Recently I have been working with regex to match some strings for a markdown system I’m making. Currently I’ve been using the following pattern:
%*(.*)%* -- > should match text *this* but not like **this**
However, when using this pattern I receive unintended outputs:
I expected my script to only detect the word world but it seems to be detecting the whole string instead. Heres my code for reference:
local text = "Hello **spectacular** *world*!"
local md = {
["*"] = {
["format"] = "<i>%s</i>",
["query"] = "%*(.*)%*"
},
};
function format(text : string)
for _, replacementData in pairs(md) do
local starts, ends, plainTxt = string.find(text, replacementData.query);
if (starts) then
print("Detected:", text:sub(starts, ends))
end
end
end
format(text)
try [^%*]%*(.-)%*. * is greedy while - is not greedy.
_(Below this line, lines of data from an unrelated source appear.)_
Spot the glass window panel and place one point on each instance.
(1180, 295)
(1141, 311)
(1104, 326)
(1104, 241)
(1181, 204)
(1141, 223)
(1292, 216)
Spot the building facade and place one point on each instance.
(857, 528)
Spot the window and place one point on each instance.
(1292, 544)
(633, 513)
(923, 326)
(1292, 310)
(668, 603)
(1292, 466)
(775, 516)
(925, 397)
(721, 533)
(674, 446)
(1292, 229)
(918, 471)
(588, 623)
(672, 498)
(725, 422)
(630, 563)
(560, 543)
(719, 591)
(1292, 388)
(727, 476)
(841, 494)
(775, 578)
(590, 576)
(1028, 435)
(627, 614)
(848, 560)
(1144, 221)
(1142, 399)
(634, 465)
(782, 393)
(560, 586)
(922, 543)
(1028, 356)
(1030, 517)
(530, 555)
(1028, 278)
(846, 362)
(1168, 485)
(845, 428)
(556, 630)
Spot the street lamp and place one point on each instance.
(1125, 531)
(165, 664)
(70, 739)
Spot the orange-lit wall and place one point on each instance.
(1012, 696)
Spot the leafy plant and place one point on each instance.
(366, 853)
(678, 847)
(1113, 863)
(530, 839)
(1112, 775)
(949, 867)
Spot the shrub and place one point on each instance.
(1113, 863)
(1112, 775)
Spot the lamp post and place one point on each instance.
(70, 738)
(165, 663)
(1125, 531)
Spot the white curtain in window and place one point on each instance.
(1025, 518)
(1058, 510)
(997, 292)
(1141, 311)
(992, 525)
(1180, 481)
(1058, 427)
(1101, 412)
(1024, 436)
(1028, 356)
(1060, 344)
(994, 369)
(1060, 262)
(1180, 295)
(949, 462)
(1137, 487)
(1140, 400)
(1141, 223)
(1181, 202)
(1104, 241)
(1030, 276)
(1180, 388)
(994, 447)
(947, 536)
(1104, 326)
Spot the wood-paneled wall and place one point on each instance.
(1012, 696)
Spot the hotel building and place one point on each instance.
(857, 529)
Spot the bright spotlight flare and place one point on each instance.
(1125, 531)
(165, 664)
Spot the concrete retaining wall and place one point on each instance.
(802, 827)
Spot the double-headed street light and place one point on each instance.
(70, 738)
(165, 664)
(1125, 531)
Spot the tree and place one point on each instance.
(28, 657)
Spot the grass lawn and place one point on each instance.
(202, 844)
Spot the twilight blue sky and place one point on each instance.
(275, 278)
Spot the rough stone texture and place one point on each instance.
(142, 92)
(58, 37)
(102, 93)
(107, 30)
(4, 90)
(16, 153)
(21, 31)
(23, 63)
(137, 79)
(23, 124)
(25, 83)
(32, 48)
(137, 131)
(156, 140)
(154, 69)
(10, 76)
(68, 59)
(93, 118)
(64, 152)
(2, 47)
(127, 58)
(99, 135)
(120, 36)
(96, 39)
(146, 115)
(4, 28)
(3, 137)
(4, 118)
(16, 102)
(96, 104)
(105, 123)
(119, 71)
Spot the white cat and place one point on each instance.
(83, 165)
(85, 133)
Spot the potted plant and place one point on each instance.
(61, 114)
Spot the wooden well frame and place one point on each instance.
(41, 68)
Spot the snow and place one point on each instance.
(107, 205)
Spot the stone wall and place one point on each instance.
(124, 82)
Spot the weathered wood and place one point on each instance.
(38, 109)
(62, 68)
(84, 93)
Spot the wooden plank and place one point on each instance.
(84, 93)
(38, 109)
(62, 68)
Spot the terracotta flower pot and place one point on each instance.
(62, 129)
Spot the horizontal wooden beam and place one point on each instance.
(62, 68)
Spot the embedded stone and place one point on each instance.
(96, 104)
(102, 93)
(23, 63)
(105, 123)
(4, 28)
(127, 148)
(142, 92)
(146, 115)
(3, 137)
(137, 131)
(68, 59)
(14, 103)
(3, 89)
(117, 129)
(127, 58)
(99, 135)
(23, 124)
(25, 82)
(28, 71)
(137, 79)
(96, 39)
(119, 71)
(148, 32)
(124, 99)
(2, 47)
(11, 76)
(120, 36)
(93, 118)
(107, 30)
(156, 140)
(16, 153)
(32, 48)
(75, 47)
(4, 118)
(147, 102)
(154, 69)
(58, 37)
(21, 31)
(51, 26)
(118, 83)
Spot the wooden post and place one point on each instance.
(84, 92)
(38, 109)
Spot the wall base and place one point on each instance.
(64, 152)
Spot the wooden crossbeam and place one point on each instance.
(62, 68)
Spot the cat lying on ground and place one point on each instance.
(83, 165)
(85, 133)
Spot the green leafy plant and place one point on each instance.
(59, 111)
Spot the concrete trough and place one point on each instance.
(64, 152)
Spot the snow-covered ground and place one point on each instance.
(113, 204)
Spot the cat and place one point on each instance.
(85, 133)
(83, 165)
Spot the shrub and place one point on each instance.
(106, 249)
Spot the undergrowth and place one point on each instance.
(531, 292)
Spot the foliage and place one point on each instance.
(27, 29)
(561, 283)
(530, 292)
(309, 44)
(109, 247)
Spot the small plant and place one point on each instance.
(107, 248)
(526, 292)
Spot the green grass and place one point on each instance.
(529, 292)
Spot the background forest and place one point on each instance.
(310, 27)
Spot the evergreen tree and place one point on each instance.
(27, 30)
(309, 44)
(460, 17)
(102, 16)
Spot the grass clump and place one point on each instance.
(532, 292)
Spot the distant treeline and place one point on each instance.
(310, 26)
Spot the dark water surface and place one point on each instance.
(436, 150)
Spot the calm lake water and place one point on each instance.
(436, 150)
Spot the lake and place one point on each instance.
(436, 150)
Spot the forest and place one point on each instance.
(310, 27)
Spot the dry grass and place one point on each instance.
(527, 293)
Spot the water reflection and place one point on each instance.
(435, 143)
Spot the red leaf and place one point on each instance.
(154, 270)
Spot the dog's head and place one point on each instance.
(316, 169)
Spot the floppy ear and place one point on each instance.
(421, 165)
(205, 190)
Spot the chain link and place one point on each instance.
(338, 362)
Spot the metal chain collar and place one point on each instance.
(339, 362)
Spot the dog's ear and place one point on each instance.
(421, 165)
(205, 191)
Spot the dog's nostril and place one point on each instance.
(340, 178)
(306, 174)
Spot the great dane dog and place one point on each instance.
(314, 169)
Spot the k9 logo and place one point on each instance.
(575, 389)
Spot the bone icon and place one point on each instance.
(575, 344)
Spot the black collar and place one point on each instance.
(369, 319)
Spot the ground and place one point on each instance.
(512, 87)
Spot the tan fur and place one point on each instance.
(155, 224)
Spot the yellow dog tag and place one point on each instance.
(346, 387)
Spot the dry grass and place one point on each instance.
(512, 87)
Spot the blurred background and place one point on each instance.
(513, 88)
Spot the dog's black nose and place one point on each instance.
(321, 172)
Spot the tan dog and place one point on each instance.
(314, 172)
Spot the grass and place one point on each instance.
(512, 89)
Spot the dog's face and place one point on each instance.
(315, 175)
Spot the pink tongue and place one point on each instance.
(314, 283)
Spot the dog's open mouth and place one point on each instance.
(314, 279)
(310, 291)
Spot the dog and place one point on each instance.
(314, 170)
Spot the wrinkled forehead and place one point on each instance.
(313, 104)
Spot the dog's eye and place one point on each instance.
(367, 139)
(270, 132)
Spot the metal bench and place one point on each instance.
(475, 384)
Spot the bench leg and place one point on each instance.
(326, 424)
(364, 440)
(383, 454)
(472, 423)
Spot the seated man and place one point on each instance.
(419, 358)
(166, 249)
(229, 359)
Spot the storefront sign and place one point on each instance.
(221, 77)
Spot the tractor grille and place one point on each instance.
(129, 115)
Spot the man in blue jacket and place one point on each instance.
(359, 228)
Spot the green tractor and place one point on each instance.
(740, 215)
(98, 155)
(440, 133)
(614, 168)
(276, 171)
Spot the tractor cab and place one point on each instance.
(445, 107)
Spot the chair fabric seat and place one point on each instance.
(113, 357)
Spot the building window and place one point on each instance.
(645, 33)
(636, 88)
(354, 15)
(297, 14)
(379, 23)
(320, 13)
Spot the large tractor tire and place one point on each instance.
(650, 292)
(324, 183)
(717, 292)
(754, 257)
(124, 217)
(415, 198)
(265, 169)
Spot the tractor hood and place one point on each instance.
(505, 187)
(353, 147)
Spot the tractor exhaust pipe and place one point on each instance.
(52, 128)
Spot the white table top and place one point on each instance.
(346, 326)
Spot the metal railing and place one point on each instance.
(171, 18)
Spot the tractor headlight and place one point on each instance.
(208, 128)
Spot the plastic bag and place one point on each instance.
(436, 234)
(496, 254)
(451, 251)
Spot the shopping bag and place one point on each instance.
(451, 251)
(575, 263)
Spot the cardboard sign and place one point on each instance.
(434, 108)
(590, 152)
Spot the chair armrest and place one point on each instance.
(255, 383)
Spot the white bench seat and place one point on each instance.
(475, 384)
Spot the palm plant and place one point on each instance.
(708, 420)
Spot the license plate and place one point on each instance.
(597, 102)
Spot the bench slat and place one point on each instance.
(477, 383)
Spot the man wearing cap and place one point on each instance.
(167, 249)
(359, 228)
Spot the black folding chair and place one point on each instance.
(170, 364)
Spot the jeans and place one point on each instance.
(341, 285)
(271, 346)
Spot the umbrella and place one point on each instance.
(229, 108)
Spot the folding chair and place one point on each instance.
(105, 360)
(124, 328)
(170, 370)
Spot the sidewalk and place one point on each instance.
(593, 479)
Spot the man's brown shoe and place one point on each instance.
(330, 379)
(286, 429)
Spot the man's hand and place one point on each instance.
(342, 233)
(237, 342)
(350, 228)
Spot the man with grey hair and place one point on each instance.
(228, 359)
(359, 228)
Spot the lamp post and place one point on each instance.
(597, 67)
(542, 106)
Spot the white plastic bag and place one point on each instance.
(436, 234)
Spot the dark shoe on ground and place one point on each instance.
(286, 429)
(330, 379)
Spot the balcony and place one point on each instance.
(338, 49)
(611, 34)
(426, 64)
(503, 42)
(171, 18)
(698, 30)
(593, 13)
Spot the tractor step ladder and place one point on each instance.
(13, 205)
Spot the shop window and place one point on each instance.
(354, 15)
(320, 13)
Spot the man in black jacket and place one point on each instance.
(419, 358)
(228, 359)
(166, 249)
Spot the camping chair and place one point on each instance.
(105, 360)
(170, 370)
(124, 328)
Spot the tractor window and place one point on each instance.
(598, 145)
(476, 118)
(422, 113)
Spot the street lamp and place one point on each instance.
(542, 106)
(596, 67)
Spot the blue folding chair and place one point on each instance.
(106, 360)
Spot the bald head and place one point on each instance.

I also added that bit to the beginning so that it’s not thrown off by the ** (although I suppose if you are parsing bold first you don’t need to worry about it).
also I don’t think the capture group is actually working; maybe string.match instead of string.find does the trick?
Heres my working code for anyone else who stumbles into this issue:
local example = "*italic* this **works** like a __charm__! ~~strikeout~~ *unfinished md"
local md = {
["**"] = {
["format"] = "<stroke thickness=\".2\">%s</stroke>",
["query"] = "[^%*]%*%*(.-)%*%*"
},
["*"] = {
["format"] = "<i>%s</i>",
["query"] = "[^%*]%*(.-)%*"
},
["__"] = {
["format"] = "<u>%s</u>",
["query"] = "[^%*]__(.-)__"
},
["~~"] = {
["format"] = "<s>%s</s>",
["query"] = "[^%*]~~(.-)~~"
},
};
function format(text : string)
for _, replacementData in pairs(md) do
repeat
local starts, ends, plainTxt = string.find(" "..text, replacementData.query); -- The regex we are using requires at least one space to work
if ((starts and ends) and (not plainTxt:find("^%s*$"))) then -- Make sure our regex starts and ends somewhere AND isnt just whitetext
text = (text:sub(1, starts - 1)..(string.format(replacementData.format, plainTxt))..(text:sub(ends)));
end
until
((not starts or not ends) or (plainTxt:find("^%s*$")));
end
return text
end
print(format(example));
This worked perfectly! However, I still wonder why that regex code specifically requires there to be some pre-existing characters prior to the one I want to use.
I assume that’s because of the [^%*] at the beginning. as I stated if you parse for bold first (as you already did) that part isn’t actually needed, so just go ahead and remove it.
edit: forgot it’s a dictionary so not ordered. bold might not actually run first in the script you posted, so just turn it into an array or something so that bold always comes before italics.